Python - minimize with x[0] < x[1] < x[2] constraint

Question

I am trying to create a minimization program to find the lowest sum squared errors between a predicted value (r) and actual value (x). I am fitting b_1, b_2 and b_3 to obtain r. I am using the minimize function from scipy.optimize(). I have included bounds for each of the 3 variables which works. I also want to include a constraint where b_1<b_2<b_3. However I tried implementing this and received errors: TypeError: numpy boolean subtract, the - operator, is not supported, use the bitwise_xor, the ^ operator, or the logical_xor function instead. Any help would be great!

import numpy as np
import pandas as pd
import sys
import math
import numpy as np
from scipy.optimize import curve_fit
import os
from scipy.optimize import minimize

def psd_fun(c_s):
    b_1 = c_s[0]
    b_2 = c_s[1]
    b_3 = c_s[2]
    a = np.arange(-1.0, 1.01, 0.10)
    b = np.linspace(-1.0, 5.0, 40)
    c = []
    x=282.335
    p_1 = 0.109
    p_2 = 0.102
    p_3 = 0.789
    pt = 0.440

    d1=[]
    d2=[]
    d3=[]
    d12=[]
    d22=[]
    d32=[]
    for i in b:
        z=10**i
        c += [z]
    for i in c:
        d1 += [p_1*(1-math.exp(-(i/b_1)))*pt]
        d2 += [p_2 * (1 - math.exp(-(i / b_2))) * pt]
        d3 += [p_3 * (1 - math.exp(-(i / b_3))) * pt]

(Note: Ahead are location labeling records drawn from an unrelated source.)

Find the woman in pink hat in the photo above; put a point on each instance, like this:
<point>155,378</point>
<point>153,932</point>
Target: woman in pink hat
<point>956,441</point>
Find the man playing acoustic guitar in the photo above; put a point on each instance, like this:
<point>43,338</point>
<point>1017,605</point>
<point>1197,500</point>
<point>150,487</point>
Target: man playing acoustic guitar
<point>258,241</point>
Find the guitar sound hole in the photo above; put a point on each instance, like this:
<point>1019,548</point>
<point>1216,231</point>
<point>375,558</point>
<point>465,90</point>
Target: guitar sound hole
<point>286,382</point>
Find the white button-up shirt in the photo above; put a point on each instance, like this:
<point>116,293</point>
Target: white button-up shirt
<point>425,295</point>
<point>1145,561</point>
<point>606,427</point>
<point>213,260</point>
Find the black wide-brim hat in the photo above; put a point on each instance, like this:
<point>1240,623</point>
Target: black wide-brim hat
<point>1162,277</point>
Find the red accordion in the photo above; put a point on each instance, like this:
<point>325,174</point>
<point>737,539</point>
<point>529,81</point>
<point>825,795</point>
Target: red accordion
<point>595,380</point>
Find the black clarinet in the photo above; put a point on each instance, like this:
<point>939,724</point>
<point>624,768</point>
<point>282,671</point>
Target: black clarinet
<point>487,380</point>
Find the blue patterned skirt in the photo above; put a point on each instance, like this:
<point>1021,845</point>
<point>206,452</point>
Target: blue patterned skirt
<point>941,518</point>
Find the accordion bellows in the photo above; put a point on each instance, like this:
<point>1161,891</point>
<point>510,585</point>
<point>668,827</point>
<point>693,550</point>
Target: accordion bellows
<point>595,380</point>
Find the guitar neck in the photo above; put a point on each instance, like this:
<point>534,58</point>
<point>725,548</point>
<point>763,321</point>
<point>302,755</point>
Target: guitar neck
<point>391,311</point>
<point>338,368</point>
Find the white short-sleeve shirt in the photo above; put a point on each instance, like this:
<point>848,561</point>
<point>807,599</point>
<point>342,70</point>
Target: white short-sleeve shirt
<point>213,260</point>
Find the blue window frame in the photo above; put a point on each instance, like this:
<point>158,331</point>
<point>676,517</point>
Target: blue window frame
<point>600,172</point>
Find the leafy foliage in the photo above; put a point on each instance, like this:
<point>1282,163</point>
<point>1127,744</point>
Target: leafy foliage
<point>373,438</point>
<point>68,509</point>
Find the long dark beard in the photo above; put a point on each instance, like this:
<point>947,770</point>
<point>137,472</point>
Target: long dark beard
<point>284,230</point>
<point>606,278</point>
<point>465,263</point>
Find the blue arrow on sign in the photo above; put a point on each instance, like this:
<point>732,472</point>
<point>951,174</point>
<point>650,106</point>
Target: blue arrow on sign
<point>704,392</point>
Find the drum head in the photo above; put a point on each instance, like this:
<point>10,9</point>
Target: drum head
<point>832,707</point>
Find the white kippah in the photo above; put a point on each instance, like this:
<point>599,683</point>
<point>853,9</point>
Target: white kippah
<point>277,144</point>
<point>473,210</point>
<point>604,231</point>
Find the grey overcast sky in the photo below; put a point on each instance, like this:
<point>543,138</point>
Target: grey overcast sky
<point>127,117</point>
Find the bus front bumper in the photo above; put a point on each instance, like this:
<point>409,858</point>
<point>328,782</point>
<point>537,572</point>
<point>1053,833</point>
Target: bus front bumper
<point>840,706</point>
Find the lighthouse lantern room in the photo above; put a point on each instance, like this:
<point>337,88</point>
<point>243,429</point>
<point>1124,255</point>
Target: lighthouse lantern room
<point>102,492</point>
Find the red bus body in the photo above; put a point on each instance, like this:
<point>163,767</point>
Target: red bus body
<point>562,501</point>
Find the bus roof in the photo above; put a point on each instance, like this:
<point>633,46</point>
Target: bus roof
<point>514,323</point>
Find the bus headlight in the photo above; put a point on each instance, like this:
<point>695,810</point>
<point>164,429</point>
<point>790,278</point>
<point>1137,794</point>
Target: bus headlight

    for i in range(1,len(d3),1):
        d12 += [((d1[i]-d1[i-1])/(p_1*pt)*c[i])]
        d22 +=[(d2[i]-d2[i-1])/(p_2*pt)*c[i]]
        d32 +=[(d3[i]-d3[i-1])/(p_3*pt)*c[i]]

    r = sum(d12)*p_1*pt+sum(d22)*p_2*pt+sum(d32)*p_3*pt
    r1 = (r-x)**2
    return r1

cons = ({'type': 'ineq', 'fun': lambda c_s:  np.array([c_s[0] <= c_s[1]])},
        {'type': 'ineq', 'fun': lambda c_s: np.array([c_s[1] <= c_s[2]])})

bnds = ((0.1, 2.5), (15, 500), (400, 10000))
min_res = minimize(psd_fun, [2.5,276,435], bounds = bnds, constraints=cons)
print(min_res)

without using the constraints I obtain:

fun: 3.3969585845074804e-15
 hess_inv: <3x3 LbfgsInvHessProduct with dtype=float64>
      jac: array([6.68100889e-09, 6.30719417e-09, 5.02965289e-08])
  message: 'CONVERGENCE: NORM_OF_PROJECTED_GRADIENT_<=_PGTOL'
     nfev: 16
      nit: 3
     njev: 4
   status: 0
  success: True
        x: array([  2.5       , 302.27943845, 638.28639494])

Which is fine and what I wanted. However I have some datapoints where the program is not fitting to specifications: b_1<b_2<b_3

Answer 1

I believe that the contraint option can only be used for certain methods (see https://docs.scipy.org/doc/scipy/reference/generated/scipy.optimize.minimize.html)

Constraints definition. Only for COBYLA, SLSQP and trust-constr.